The Ancient Origins of Tobacco
The story of Cuban cigars begins long before European contact. The indigenous Taíno people of the Caribbean had cultivated and smoked tobacco for centuries — using it in religious ceremonies, for healing, and as a social ritual. When Christopher Columbus arrived in Cuba in 1492, his crew observed Taíno people rolling dried tobacco leaves into tubes and smoking them — possibly the first recorded encounter between Europeans and what we would recognize today as cigars.
Columbus and his sailors brought tobacco seeds back to Europe, where the plant spread rapidly. Within a century, tobacco had become a prized commodity across the known world.
Cuba's Rise as the World's Tobacco Capital
While tobacco was grown across the Americas, Cuba's particular combination of climate, soil, and expertise made its leaf exceptional. The Vuelta Abajo region in the Pinar del Río province became — and remains — one of the most celebrated tobacco-growing areas on earth. The region's red, loamy soil, warm temperatures, and reliable rainfall create conditions that produce wrapper leaves of unparalleled quality: fine, oily, silky, and rich with complex flavor compounds.

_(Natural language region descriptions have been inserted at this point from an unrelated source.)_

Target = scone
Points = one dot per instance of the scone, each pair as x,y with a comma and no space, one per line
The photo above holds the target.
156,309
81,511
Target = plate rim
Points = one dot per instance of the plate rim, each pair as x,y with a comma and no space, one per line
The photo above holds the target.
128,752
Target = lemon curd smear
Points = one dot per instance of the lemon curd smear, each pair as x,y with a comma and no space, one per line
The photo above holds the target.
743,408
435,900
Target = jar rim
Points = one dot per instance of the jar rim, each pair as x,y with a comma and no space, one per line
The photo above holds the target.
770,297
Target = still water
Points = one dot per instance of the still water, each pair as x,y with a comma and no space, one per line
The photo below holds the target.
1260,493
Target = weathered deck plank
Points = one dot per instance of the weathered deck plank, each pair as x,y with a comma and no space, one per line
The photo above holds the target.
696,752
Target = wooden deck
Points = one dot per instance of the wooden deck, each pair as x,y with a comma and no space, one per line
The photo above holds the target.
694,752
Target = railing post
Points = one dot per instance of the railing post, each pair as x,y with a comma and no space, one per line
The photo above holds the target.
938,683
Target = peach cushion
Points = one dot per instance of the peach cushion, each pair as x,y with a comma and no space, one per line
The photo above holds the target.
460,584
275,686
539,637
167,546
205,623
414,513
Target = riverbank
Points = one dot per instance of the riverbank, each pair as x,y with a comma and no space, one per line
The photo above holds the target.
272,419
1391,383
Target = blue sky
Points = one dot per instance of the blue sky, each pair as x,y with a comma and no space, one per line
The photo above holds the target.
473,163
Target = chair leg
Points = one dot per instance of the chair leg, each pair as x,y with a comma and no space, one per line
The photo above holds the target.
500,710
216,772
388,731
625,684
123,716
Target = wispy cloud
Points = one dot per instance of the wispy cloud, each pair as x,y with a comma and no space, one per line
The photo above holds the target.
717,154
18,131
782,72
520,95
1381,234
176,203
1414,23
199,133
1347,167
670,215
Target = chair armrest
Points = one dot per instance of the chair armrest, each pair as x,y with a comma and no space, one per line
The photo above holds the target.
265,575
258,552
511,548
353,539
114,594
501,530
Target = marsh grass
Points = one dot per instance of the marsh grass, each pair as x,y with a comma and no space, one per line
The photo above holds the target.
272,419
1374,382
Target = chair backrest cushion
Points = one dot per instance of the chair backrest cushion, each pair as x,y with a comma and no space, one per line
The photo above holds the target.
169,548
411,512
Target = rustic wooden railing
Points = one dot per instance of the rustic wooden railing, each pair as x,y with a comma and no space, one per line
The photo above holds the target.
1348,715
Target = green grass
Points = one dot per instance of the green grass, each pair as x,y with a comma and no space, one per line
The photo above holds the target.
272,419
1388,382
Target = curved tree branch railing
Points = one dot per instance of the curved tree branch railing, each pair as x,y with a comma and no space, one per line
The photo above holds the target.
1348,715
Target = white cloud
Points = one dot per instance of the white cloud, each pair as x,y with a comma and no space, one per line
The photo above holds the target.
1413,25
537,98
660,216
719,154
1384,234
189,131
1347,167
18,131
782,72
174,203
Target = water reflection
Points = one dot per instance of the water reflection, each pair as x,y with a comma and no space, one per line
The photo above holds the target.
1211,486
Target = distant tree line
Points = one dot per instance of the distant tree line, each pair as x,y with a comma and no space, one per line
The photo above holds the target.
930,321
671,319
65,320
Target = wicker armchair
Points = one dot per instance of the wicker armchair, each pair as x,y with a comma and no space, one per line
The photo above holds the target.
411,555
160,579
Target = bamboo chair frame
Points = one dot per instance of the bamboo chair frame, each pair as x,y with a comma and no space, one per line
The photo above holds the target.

By the 18th and 19th centuries, Cuba had established itself as the undisputed leader of premium cigar production. Havana became synonymous with the finest cigars money could buy, and the term Habanos — cigars from Havana — became a mark of the highest prestige.
The Golden Age of Cuban Cigars
The late 19th and early 20th centuries represented the golden age of Cuban cigar culture. The great Havana factories — many of which still operate today under state ownership — employed thousands of torcedores (cigar rollers) who worked to extraordinary standards. A lector (reader) was often employed to read aloud to the rollers — novels, newspapers, political tracts — while they worked. This tradition gave birth to some of the most famous cigar brand names in history, including Romeo y Julieta and Montecristo (named after the Alexandre Dumas novel read aloud in factories).
During this era, Cuban cigars were the indulgence of royalty, presidents, and captains of industry. Winston Churchill's love of Cuban cigars was so well known that the famously large Churchill vitola (cigar size) was named in his honor.
The Cuban Revolution and the U.S. Embargo
Everything changed in 1959. Fidel Castro's revolution led to the nationalization of Cuba's cigar industry, consolidating all production under the state-run Habanos S.A. In 1962, the United States imposed a trade embargo on Cuba, effectively banning the importation of Cuban cigars into the American market.
The irony — noted frequently — is that President Kennedy, who signed the embargo, reportedly sent an aide to purchase several hundred Cuban cigars the night before it took effect.
The embargo had profound and lasting consequences. Many of Cuba's most talented cigar makers and tobacco families fled the island, taking their knowledge and seeds to other countries. They established operations in Nicaragua, Honduras, the Dominican Republic, and the Canary Islands — planting the seeds of what would become a global premium cigar renaissance.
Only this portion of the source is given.